Прошла минута, затем две. Наконец дверь рулевой рубки отворилась, и появился капитан Найдельман. Он молча подошёл к борту и остановился, прямой как шомпол, чтобы окинуть взглядом собравшихся. Лучи предзакатного солнца придали его загорелому лицу красноватый оттенок и окрасили редеющие светлые волосы золотым. Малина поразило, насколько ощутимо его присутствие на море, в кругу кораблей. Когда молчание стало абсолютным, ещё один мужчина, небольшого роста и жилистый, тихо вышел из двери за спиной Найдельмана и остался стоять там со сложенными на груди руками.
Какое-то время Найдельман продолжал молчать. Наконец он заговорил – тихо, чуть ли не благоговейно, и, однако, слова с лёгкостью доносились до слушателей.
– Мы живём в эпоху, – начал Найдельман, – когда неизвестное стало известным, и большая часть земных тайн разгадана. Мы побывали на Северном полюсе, взобрались на Эверест, побывали на Луне. Расщепили атом на части и нанесли на карту дно океанов. Те, кто брался за решение этих задач, зачастую подвергали опасности свои жизни, теряли состояния и рисковали всем, что было им дорого. Великая тайна может быть разгадана только высокой, а иногда и наивысшей ценой.
Капитан жестом указал на остров.
– Здесь – лишь в сотне ярдов отсюда – лежит одна из величайших загадок, быть может, величайшая из тайн, оставшихся в Северной Америке. Подумайте об этом. Это – ничто, лишь яма на клочке грязи и скал. И, однако, эта яма – этот Водяной Колодец – выматывал каждого, кто пытался проникнуть в его секреты. Миллионы долларов были потрачены. Жизни разбиты и даже потеряны. И сегодня среди нас есть те, кто на себе почувствовал, насколько острыми могут оказаться зубы Водяного Колодца.
Найдельман осмотрел аудиторию, рассыпанную по кораблям. Его взгляд встретился с глазами Малина. Затем капитан продолжил.
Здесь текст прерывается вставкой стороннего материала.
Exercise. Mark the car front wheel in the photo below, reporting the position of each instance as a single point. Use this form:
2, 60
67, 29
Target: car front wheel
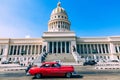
68, 75
38, 76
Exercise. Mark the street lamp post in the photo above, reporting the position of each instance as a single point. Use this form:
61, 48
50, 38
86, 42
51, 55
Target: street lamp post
22, 58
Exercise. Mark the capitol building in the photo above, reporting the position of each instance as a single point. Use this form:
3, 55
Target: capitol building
60, 42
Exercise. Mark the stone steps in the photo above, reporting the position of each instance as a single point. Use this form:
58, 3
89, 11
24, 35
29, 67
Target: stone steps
62, 57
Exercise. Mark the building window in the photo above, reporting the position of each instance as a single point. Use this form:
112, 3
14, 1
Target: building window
59, 47
103, 48
58, 16
81, 49
63, 47
67, 45
106, 46
99, 46
50, 47
54, 47
78, 48
11, 50
1, 52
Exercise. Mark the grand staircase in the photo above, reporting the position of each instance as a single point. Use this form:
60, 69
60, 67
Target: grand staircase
62, 57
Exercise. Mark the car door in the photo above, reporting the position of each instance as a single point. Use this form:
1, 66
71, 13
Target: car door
46, 70
56, 70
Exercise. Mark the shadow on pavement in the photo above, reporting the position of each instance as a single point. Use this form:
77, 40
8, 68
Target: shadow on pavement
77, 76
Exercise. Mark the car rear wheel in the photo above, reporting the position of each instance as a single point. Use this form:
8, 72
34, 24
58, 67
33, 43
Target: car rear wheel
38, 76
68, 75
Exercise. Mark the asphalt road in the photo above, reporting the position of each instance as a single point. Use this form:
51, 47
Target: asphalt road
83, 75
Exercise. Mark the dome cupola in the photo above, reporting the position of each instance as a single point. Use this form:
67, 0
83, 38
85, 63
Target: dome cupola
58, 20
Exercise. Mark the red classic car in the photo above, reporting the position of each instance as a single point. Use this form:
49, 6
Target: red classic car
51, 69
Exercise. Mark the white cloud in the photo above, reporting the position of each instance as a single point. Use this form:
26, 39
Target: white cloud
11, 24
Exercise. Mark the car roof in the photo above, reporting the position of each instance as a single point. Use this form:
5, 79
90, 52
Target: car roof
49, 62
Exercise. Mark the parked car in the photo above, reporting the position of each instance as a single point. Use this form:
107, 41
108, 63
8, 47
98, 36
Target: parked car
51, 69
27, 69
90, 62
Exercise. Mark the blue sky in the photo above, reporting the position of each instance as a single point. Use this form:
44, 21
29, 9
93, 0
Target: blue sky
89, 18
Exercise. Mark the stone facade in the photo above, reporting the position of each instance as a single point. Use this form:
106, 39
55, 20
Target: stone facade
59, 39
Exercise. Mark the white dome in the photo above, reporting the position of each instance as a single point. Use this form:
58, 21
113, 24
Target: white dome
58, 9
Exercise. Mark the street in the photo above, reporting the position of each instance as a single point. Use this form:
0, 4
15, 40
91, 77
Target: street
83, 75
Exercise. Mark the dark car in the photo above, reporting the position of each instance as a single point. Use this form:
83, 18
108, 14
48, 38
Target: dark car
51, 69
90, 62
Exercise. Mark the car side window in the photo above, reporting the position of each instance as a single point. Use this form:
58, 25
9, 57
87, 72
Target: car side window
55, 65
46, 65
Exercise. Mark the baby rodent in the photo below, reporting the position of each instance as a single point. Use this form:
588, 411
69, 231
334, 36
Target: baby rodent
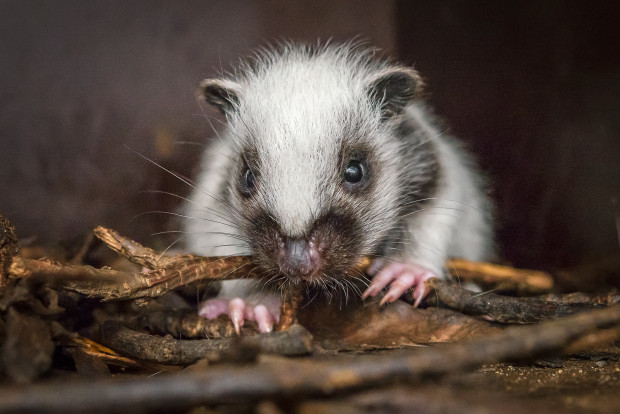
329, 154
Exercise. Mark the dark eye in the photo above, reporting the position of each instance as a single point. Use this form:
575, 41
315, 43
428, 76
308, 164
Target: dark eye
247, 182
354, 172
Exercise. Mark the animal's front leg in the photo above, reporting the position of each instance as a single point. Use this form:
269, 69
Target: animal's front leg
238, 302
400, 277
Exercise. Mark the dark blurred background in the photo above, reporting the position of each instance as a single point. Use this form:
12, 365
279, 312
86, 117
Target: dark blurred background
532, 87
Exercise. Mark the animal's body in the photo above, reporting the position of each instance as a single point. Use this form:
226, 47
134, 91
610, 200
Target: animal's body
329, 155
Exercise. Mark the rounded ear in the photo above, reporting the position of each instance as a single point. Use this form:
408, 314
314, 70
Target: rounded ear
221, 93
393, 88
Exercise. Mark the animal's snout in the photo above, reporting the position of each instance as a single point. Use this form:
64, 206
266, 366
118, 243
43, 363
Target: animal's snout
298, 257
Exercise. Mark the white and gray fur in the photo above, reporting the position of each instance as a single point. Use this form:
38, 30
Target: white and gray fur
295, 114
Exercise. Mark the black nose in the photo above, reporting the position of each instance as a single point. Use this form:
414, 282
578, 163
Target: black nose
297, 257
– Значение прочих загадок прошлого – монолитов Саксахуамана, статуй острова Пасхи, каменных сооружений в Британии – покрыто тайной. С Водяным Колодцем всё обстоит совсем иначе: его расположение, цель создания, даже его история известны. Он лежит здесь, перед нами – наглый вызов всем, кто за него берётся.
Он несколько мгновений помолчал.
– К 1696-му году Эдвард Окхэм сделался самым страшным пиратом морей. Корабли разбойничьего флота были битком забиты трофеями – неповоротливые, они низко сидели в воде. Следующий шторм, или даже просто неудачное столкновение с военным кораблём, – и весь флот мог пойти на дно. Пират так долго откладывал утаивание своих сокровищ, что находился в отчаянном положении. Случайно на его пути попался архитектор, и это разрешило проблему.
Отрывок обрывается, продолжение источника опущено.